Free Cash Flow Turns Positive and Balance Sheet Strengthens

After a difficult prior year, Enovis generated $20 million of free cash flow in 2025, converting 10% of adjusted net income versus negative 43% previously. The company lowered leverage to 3.1 times, cut interest expense to $35 million from $57 million and refinanced its term loan while upsizing its revolver, improving financial flexibility.

Portfolio Shaping Fuels Faster P&R Momentum

The Prevention & Recovery segment accelerated to about 4% organic growth for the year, roughly twice the market pace according to management. BoneStim, Manafuse and LiteCure posted double-digit gains, and after portfolio shaping including the Dr. Comfort sale, about half of P&R revenue is now growing faster than mid-single digits.

Significant Goodwill Impairment Weighs on Headline Results

Enovis recorded a noncash goodwill impairment of $501 million in Q4 2025 after comparing its market capitalization with carrying values. Management emphasized that this accounting charge does not affect liquidity, cash flows or debt covenants, but it remains a notable hit to reported earnings and a focus point for investors.

Q4 Execution Miss and Calendar Effects Temper Momentum

Beyond the lost selling days, executives acknowledged execution shortcomings in the fourth quarter, with organic growth limited to 2% and P&R flat in the period. They framed these as near-term operational issues rather than structural problems but recognized that investors will be watching for cleaner execution in the coming quarters.

Tariff and Cost Pressures Cap Margin Upside

Tariffs represented roughly $15 million of costs in 2025, diluting results and limiting the ability to expand adjusted EBITDA margin despite internal productivity gains. Management suggested that while mix and efficiency initiatives are helping, these external cost headwinds remain a constraint on faster margin expansion.

Revenue Drag from Dr. Comfort Divestiture

The October 2025 sale of Dr. Comfort is expected to create a roughly $41 million revenue headwind in 2026. Enovis argues that this portfolio move sharpens the company’s focus and improves growth quality, even as it modestly suppresses top-line growth in the near term.

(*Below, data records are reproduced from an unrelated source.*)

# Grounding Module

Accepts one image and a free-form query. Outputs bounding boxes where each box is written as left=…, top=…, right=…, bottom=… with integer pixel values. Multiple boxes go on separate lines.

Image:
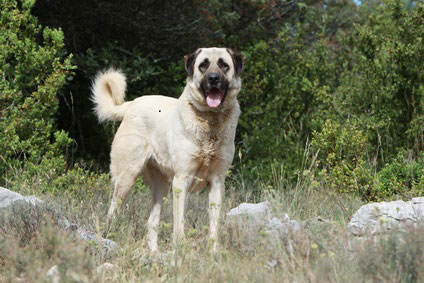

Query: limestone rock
left=0, top=187, right=43, bottom=208
left=348, top=197, right=424, bottom=236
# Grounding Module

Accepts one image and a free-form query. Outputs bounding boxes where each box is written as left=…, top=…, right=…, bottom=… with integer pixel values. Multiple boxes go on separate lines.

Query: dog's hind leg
left=143, top=164, right=169, bottom=252
left=209, top=177, right=224, bottom=252
left=107, top=140, right=149, bottom=219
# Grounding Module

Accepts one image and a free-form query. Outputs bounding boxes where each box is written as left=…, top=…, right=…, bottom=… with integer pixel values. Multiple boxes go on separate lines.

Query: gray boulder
left=0, top=187, right=118, bottom=260
left=348, top=197, right=424, bottom=236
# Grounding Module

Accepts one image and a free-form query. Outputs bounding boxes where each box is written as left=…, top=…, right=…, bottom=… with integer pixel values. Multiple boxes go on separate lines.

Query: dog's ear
left=227, top=48, right=246, bottom=77
left=184, top=52, right=199, bottom=78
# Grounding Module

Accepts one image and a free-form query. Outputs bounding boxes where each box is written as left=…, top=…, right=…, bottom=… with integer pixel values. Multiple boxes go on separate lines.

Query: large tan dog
left=92, top=48, right=244, bottom=251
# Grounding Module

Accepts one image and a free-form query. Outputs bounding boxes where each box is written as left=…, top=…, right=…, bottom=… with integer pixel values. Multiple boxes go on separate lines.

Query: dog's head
left=184, top=47, right=245, bottom=110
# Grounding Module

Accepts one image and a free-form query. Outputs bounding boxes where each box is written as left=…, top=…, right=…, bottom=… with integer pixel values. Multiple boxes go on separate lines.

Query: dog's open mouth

Seasonality and Operational Risks Cloud the Near Term

Management cautioned that weather-related disruptions and softer elective procedures are likely to pressure first-quarter results. The 2026 calendar also has two fewer selling days in Q1 and faces tough comparisons against 2025, which could make early-year organic growth appear muted despite underlying demand.

Integration and Investment Spending to Remain Elevated

Enovis expects another substantial year of spending to complete the Lima integration and ramp up R&D, including enabling technologies in Recon and the Arvis rollout. These investments may limit near-term margin and cash flow expansion, but management views them as essential to sustaining competitive differentiation and long-term growth.

Guidance Points to Continued Growth and Cash Progress

For 2026, Enovis guided revenue to $2.31–$2.37 billion, implying 4%–6% organic growth driven by high single-digit Recon and low single-digit P&R, with minor FX tailwinds and the Dr. Comfort revenue drag. The company targets adjusted EBITDA of $425–$435 million with about 50 basis points of margin improvement, adjusted EPS of $3.52–$3.73, free cash flow conversion of at least 25% and ongoing deleveraging toward below 3 times.

Enovis’s earnings call portrayed a company leaning into growth and innovation while tightening its balance sheet and gradually improving margins. While the sizable goodwill impairment, tariffs, integration costs and near-term execution risks warrant monitoring, the underlying trends in Recon, P&R and cash conversion suggest a steadily improving story for long-term shareholders.